President Bush will visit Florida on Wednesday to assess damage caused by Hurricane Frances, the second major hurricane to strike Florida in less than a month. At least nine deaths are being blamed on the storm and Frances is bringing heavy rains and flooding to much of the U.S. southeast.
Flood warnings have been posted for Georgia and other states as far north as Maryland, as the remnants of Frances continue to cause misery for residents of the southeastern United States.
Parts of storm-affected Florida remain without power and authorities are urging residents of hard-hit areas to delay returning home, until work crews have cleared debris which could cause injuries or even death.
Many Floridians are breathing a sigh of relief that Hurricane Frances did not cause the sort of catastrophic damage associated with Hurricane Charley, which struck southwest Florida last month. But Lieutenant Governor Toni Jennings says once all the assessments are in, damage from Frances could be considerable.
"The physical damage to property hopefully will not be to the extent that Charley had, but we are covering such a much larger area that in fact the numbers may come close," she said.
Frances struck Florida over the Labor Day holiday weekend, and forced the closing of major tourist attractions such as Disney World and other amusement parks, as well as beaches and other tourist attractions. Lieutenant Governor Jennings says most amusement parks are now open for business and tourists are welcome back in the Sunshine State.
"The attractions are open and many of our beaches were impacted," she said. "But our north shore beaches were not impacted to the extent that they thought they might be. So we will be up and moving here very quickly and those who had planned trips to Florida need to just validate that everything is okay for them to come."
Damage assessments are also being carried out for Florida's second biggest industry after tourism: Agriculture. Hurricane Charley caused more than one-hundred million dollars in damage to citrus crops on Florida's west coast last month.
Andrew Meadows, a spokesman for the Florida Department of Citrus, says Florida's important grapefruit crop was hard-hit by Frances.

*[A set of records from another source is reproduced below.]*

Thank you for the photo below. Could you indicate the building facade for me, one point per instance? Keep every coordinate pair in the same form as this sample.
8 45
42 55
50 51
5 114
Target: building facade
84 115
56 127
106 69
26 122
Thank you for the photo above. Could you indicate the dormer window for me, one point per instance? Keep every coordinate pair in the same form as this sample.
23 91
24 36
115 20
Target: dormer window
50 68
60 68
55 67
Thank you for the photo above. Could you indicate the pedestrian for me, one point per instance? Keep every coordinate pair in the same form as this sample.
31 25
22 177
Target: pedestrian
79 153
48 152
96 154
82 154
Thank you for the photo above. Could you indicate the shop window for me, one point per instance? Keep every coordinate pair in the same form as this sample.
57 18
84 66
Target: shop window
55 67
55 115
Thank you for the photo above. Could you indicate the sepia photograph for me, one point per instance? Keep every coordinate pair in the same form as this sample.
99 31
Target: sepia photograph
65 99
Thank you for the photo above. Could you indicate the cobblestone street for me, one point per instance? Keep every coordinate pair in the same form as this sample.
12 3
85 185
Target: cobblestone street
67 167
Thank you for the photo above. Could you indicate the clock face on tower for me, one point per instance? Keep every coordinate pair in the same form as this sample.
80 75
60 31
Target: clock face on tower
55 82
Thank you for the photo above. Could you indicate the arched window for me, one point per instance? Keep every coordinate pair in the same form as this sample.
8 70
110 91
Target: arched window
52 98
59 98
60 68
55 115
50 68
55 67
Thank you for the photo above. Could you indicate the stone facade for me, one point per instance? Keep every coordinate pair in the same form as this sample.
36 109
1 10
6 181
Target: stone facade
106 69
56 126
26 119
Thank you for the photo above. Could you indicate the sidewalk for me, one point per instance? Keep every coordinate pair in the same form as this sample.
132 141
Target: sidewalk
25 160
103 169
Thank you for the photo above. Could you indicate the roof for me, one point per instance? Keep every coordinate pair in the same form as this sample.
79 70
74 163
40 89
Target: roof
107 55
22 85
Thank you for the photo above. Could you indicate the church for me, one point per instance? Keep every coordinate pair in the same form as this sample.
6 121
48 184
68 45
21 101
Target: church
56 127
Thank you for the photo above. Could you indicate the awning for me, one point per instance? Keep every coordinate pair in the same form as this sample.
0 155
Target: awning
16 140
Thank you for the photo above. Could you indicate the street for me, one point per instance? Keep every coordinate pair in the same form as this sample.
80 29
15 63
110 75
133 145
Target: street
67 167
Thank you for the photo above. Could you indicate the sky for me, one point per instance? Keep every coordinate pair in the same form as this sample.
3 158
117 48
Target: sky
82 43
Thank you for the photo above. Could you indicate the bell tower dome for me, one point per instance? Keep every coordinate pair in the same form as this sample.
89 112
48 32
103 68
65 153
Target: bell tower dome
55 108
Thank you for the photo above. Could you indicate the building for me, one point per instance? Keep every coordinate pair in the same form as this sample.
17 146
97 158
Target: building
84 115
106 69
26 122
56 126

"The unfortunate circumstance is that Frances crossed over the mainland in the primary grapefruit growing region of Florida," he said. "About 75 percent of the grapefruit is grown in St. Lucie, Martin and Indian River counties, so we are expecting some significant damage to the grapefruit crop."
Even as they are assessing the damage from Hurricane Frances, Floridians are looking nervously at the Caribbean, where Hurricane Ivan is lashing the islands of the eastern part of the sea. Ivan is forecast to strike the islands of Jamaica, Hispaniola and Cuba within a few days, and possibly strike The Bahamas and Florida by the end of the week.